Las diez en punto de la noche en McLean, Virginia.
Que eran las siete y media de la mañana siguiente en Jalalabad, Afganistán. El mensajero otra vez estaba esperando en la antesala. Por una ventana alta se veía salir el primer sol, reteniendo motas de polvo, y revolviendo moscas recién nacidas. En la cocina se estaba preparando el té.
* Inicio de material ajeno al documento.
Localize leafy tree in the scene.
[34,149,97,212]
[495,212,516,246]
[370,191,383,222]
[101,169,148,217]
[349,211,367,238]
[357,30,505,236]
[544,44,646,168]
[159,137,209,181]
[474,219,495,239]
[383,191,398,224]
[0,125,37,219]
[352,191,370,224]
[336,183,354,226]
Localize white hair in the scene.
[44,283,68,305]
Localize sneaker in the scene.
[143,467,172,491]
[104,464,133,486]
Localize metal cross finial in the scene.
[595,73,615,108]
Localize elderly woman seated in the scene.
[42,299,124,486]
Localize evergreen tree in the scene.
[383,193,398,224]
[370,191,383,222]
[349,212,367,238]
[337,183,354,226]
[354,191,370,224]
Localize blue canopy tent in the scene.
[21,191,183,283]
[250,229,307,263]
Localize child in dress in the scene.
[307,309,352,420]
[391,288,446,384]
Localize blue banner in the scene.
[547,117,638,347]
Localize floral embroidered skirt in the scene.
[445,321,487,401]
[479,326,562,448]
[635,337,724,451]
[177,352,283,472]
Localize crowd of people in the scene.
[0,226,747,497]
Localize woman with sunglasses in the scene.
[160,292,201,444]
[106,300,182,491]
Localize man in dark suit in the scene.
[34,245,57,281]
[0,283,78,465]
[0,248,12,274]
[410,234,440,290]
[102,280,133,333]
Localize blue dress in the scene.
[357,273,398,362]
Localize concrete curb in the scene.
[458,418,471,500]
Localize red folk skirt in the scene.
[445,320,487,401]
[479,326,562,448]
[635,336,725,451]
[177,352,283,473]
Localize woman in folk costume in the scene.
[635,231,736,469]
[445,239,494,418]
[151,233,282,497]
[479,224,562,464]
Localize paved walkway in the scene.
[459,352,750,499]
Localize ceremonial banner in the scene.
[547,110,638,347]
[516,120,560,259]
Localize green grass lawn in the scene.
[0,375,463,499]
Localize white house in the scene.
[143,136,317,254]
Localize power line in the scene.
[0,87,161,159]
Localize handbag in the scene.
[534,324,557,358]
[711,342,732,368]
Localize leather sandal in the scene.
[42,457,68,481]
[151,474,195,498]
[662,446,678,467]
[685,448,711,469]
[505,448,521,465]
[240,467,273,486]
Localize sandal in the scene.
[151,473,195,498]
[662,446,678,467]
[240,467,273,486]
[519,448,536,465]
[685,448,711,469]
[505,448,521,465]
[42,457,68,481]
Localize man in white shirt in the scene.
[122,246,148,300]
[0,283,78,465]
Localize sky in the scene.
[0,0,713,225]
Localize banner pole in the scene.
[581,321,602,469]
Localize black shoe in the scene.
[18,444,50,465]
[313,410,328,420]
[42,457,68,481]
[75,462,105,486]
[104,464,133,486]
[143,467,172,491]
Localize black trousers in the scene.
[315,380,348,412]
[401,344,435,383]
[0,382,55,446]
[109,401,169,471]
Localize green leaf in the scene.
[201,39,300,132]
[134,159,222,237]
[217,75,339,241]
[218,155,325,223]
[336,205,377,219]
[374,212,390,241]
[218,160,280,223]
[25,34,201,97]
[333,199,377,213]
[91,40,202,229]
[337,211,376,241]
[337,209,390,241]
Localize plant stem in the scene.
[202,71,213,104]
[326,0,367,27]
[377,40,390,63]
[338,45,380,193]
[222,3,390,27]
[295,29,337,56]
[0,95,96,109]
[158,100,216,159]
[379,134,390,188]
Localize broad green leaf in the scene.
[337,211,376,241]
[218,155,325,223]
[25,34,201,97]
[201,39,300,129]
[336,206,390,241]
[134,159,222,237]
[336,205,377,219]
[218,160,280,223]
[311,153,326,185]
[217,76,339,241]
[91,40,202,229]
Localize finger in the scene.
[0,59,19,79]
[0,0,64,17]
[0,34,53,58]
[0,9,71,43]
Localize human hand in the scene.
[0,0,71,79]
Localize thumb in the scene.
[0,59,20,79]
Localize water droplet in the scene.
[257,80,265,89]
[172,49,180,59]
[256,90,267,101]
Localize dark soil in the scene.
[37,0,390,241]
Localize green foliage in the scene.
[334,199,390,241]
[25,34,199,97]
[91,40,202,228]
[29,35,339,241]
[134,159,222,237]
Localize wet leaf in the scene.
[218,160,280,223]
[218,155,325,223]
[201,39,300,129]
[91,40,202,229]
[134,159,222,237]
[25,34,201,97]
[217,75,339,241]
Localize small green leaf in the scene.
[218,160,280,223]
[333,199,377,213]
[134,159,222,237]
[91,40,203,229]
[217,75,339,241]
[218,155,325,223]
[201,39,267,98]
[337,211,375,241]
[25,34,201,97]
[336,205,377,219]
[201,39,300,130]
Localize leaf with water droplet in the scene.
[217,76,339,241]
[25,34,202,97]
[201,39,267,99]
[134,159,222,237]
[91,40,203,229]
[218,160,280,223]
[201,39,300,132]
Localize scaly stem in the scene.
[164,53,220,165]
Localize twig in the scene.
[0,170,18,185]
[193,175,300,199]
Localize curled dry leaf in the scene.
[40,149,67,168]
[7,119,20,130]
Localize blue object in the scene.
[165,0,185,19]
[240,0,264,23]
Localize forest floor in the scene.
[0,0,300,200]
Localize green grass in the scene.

Finalmente condujeron al mensajero a la misma pequeña habitación calurosa. También tenía una ventana alta, con un haz de sol matutino, y polvo danzante, y moscas recientes. Los mismos dos hombres estaban sentados bajo el rayo de sol, en los mismos dos almohadones. Ambos con barba, uno bajo y gordo, uno alto y delgado, ambos con la misma túnica blanca lisa y el mismo turbante blanco liso.
El hombre alto dijo:
—Partirás hoy con nuestra respuesta.
El mensajero inclinó la cabeza, respetuosamente.
El hombre alto dijo:
—Lo normal es negociar, así son las cosas. Pero no estamos comprando camellos. Por lo que nuestra respuesta es sencilla.
El mensajero inclinó otra vez la cabeza, y la ladeó un poco, como presentando la oreja.
El hombre alto dijo:
—Dile al americano que pagaremos su precio.